What makes the matter even worse, is the obvious relationship between the two extremely evil tendencies of ethnic and religious bigotry that has been allowed to play a role in the ongoing national debates, to the extent that some have dared to suggest that the amalgamation of 1914 was a mistake and a curse.

Lastly, we must recognise the supremacy of what the Korean priest and reformer, Chairman Lee has described as “Heavenly Culture” over simple human intellect; a fact, which the German philosopher, Immanuel Kant recognised in the past.

Even Prince Charles, heir to the British throne, noted that the West has lost spirituality for materialism and strongly advised that they should relearn it from those who still uphold it.

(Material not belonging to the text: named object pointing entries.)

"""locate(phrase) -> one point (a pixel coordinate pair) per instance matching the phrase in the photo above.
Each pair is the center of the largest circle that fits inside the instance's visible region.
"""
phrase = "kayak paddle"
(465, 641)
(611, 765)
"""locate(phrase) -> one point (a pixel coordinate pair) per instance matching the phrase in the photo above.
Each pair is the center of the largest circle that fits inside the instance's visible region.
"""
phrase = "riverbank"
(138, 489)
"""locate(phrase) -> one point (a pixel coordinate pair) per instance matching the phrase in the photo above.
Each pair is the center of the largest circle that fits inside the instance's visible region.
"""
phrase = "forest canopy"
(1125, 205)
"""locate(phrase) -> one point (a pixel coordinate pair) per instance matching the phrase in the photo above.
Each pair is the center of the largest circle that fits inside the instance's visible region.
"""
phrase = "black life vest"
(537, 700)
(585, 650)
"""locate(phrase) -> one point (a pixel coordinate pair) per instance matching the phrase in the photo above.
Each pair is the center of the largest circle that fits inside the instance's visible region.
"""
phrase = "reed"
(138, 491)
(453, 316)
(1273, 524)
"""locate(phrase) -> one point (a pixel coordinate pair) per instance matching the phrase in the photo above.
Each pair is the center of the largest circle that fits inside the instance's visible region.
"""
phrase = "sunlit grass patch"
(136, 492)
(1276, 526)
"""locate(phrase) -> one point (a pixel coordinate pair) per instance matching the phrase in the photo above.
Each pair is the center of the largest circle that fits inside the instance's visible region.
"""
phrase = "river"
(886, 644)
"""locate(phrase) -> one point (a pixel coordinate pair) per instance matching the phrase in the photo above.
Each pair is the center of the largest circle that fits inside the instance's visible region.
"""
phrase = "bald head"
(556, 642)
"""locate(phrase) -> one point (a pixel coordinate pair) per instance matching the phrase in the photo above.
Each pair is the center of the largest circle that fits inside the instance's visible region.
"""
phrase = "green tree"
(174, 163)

Let us embrace the decision to put true and sound religious education with profound God-consciousness back to its rightful place in our education curriculum at all levels, if we are to protect the future generations of Nigerians from being victims of those evil tendencies that have almost destroyed our nation.

Our Leaders Should Involve Youths
In Decision-making’
(Rev. Dr. Musa Asake, National Secretary, Christian Association of Nigeria, CAN)

Everything is upside down, only that the Lord has been gracious to us as a people. So, let’s just continue to trust Him for His grace that has been sufficient, but right now things are not good. People are suffering, and we don’t really know what the government is doing. However, I know they are doing their best, but they need to do more to alleviate people’s suffering.

For instance, workers are not getting salaries. Things are not going well. There is confusion somewhere; we need to pray so that at 57, God will help us to come out of this mess. We also need to pray for our leaders, so that they will listen to the people’s cries and yearnings and do what is right. Nigeria is big actually, but once you govern her by sections, then you have more problems.

The way out is for our leaders to listen to the people and know that there are problems here and there. They should put heads together and strategise on how to make Nigeria better at 57. They should not continue to act as if nothing is happening and that is why, when we elect people into leadership positions, we should elect those that will work for us. Because if you look at the leaders we have now, they are not supposed to be there. The younger ones are there, why are we not using them? When we talk of youths being leaders of tomorrow, when are we going to start using them for the good of the country? To be frank with you, these youths are underutilised. Our leaders should actually involve them in this nation’s affairs and let them go out there and do something with their strength and vigour.

At 57, we have stayed together and the fact that we are still together is a very big thing. We thank God for that and pray that we will continue to be together.